If I were to characterise my occupation right now, I’d say I was striving to make a ‘portfolio career’ work. By that I mean I do a bit of everything. I write, I clean the house. I write, I have coffee with my friends. I write, I manage the smallness and the greatness of family, both up close and extended. This is the part that sucks time like nothing else. My writing is invariably interrupted, and so as payback, it interrupts me, forming paragraphs as I try to drift off to sleep, or as I am doing a yoga class. I tell myself there will be time to properly focus, at some point in the future, when things ‘calm down’. I think of my Masters degree, and of the high hopes I had for after graduation, and as I type this, graduation was nearly two years ago. Insert shocked emoji face. Owing to my deliberate efforts not to beat myself up, I skip over this, as after all, who said the measure of success was world domination? Slow and steady? The eco book was a start…

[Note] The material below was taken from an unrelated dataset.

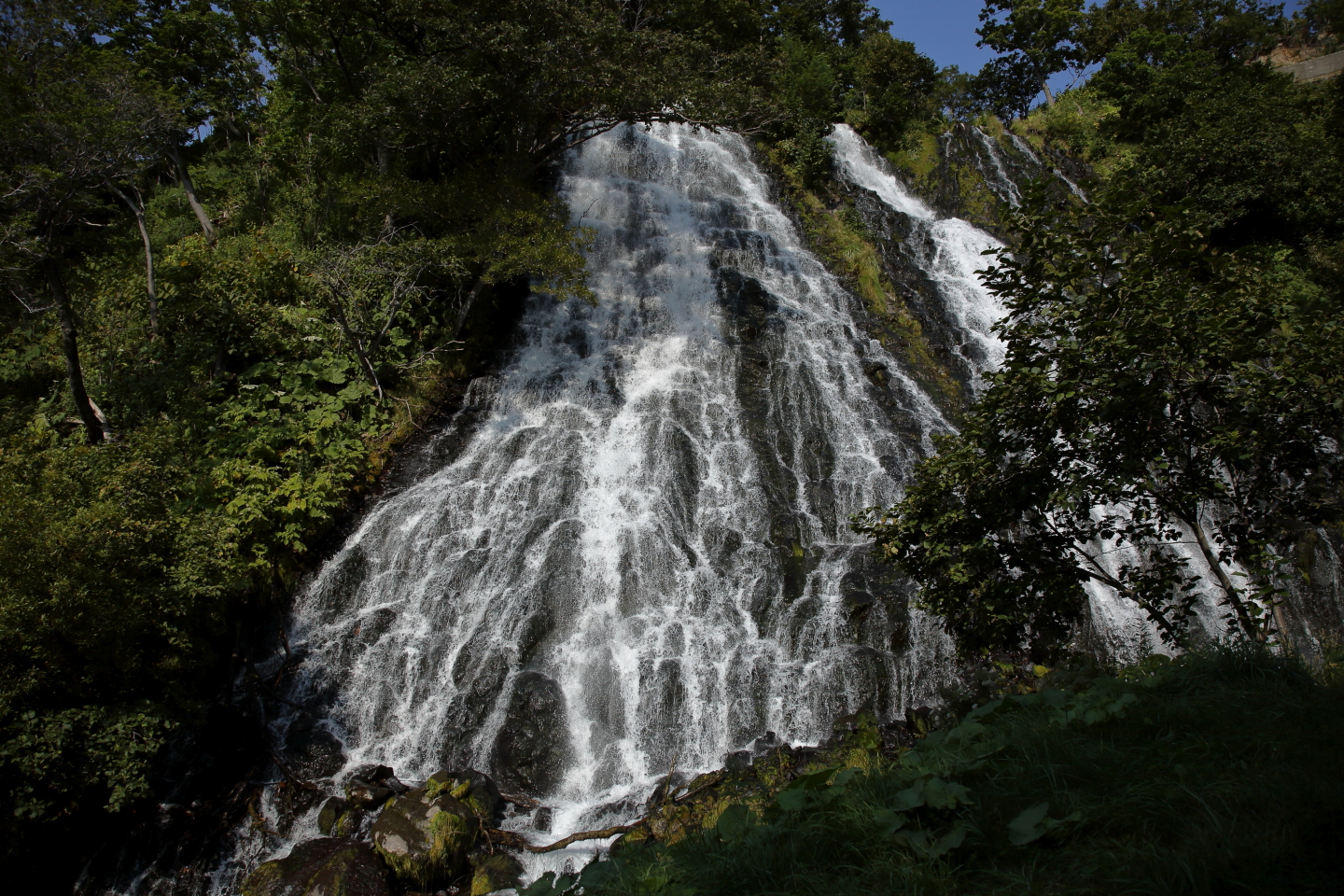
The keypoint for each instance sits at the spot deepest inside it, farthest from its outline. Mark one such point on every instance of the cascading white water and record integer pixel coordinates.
(637, 559)
(1123, 627)
(959, 250)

There used to be a need to write a round-up of the week here, as a breezy, chatty bulletin. As if providing a public service. Blog being short for ‘web log’; the diarist in me would count the days between posts. Feed the appetite of your readers. But times have changed, and now we have insta stories for that. I shy away, as the need for privacy wraps around me. A highly curated front feels false, and I note that my contemporaries either post all the time, or not at all.

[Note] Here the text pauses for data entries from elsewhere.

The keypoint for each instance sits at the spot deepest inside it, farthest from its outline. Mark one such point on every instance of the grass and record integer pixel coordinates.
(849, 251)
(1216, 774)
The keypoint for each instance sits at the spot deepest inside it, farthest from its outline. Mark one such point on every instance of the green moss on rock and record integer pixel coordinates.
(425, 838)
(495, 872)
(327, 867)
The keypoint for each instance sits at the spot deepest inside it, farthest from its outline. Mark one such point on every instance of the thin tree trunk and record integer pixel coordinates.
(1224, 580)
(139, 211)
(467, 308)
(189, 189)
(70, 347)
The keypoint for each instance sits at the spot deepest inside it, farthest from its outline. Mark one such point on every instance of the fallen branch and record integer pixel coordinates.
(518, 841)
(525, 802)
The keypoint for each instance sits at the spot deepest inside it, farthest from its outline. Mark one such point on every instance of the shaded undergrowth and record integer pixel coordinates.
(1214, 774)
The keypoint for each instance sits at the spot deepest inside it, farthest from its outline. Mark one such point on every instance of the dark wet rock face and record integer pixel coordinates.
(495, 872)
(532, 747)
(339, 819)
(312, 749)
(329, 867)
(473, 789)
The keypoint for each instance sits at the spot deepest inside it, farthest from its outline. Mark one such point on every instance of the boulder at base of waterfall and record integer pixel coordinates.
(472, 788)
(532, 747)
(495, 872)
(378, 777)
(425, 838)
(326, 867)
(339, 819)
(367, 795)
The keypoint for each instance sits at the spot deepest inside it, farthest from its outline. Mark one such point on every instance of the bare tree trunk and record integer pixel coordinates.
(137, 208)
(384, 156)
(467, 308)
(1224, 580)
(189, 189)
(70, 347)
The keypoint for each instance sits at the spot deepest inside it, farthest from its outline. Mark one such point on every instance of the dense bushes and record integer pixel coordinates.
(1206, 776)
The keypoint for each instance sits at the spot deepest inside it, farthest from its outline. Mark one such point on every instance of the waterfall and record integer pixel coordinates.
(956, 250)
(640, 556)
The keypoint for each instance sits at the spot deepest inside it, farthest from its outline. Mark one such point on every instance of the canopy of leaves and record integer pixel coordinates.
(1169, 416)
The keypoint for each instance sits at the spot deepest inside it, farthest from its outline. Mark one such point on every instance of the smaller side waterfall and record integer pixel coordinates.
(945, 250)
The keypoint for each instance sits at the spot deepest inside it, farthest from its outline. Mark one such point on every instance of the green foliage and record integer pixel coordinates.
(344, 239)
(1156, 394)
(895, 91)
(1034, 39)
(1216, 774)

I am working on a project that is taking me through a creative process ranging from excitement, to fear, and back again. I muse whether it is good enough, whether I am good enough. My daughter earnestly looks back at me, and says ‘you must do your best’, and I feel like I have might have taught her well. There’s the slightest hint of spring and when I run in the mornings, the chill is gone, in favour of a tepid breeze, and there are green buds on trees. This makes me happy. I point this out to my son as we drive, and he looks up from his phone.
Meanwhile, I receive a terse, unsolicited email from a reader. The intimation being that I am narrow-minded. It strikes me that writing any sort of social commentary now is fraught with the accusation of not having a wide enough point of reference. Should I caveat every possible opinion, and state every possible viewpoint? Quite dull to do so. A bit like taking broad-spectrum antibiotics. You smother the good bugs and the bad bugs too. And maybe you never needed the meds in the first place. I can’t extrapolate the metaphor any further.
I buy a leopard print dress online, because, y’know, that’s what (narrow-minded) women like me do.
My daughter’s friends, the teenage girls, come round and sit at my table. I serve them vegetables (always) and they battle through plates of butternut squash, broccoli and avocado with a lime and tahini dressing. They silently wonder where the fish fingers have gone? We talk about society, and life, university, and whether they should cut their lustrous long hair short. I find myself cautioning against doing so, as all haircutting is, generally speaking – not wanting to derail the objectors here – a way to combat boredom. I’d apply the same logic to getting tattoos, which I become obsessed with, periodically. We discuss stress, and exams, and whether the line up at Glastonbury is going to be any good. I imagine myself this June, jumping, my middle-aged hands in the air, wellies sticking in the Somerset mud, screaming ‘Mr Brightside’ like it’s 2003.
When I speak to other women my age, they talk a lot about what they want and how they can’t have it, and I wonder if this is just the stage we are at? Experience tells me nothing comes easy, and right now, there isn’t time to get important stuff done. Everything feels like an effort, and I can think of a million reasons not to try. But there’s an ambition and a tenacity and we all soldier on with the perpetual list of things that need doing (‘I’ve got soul, but I’m not a soldier’). There’s a steeliness to this ambition, and I see as I get older, the less I need to say it out loud. Is this the midlife wisdom that they speak of? When you know, you know. It’s an inner knowledge; a confidence I suppose, that we are all playing a long game and if not now, then later. I write, I wait.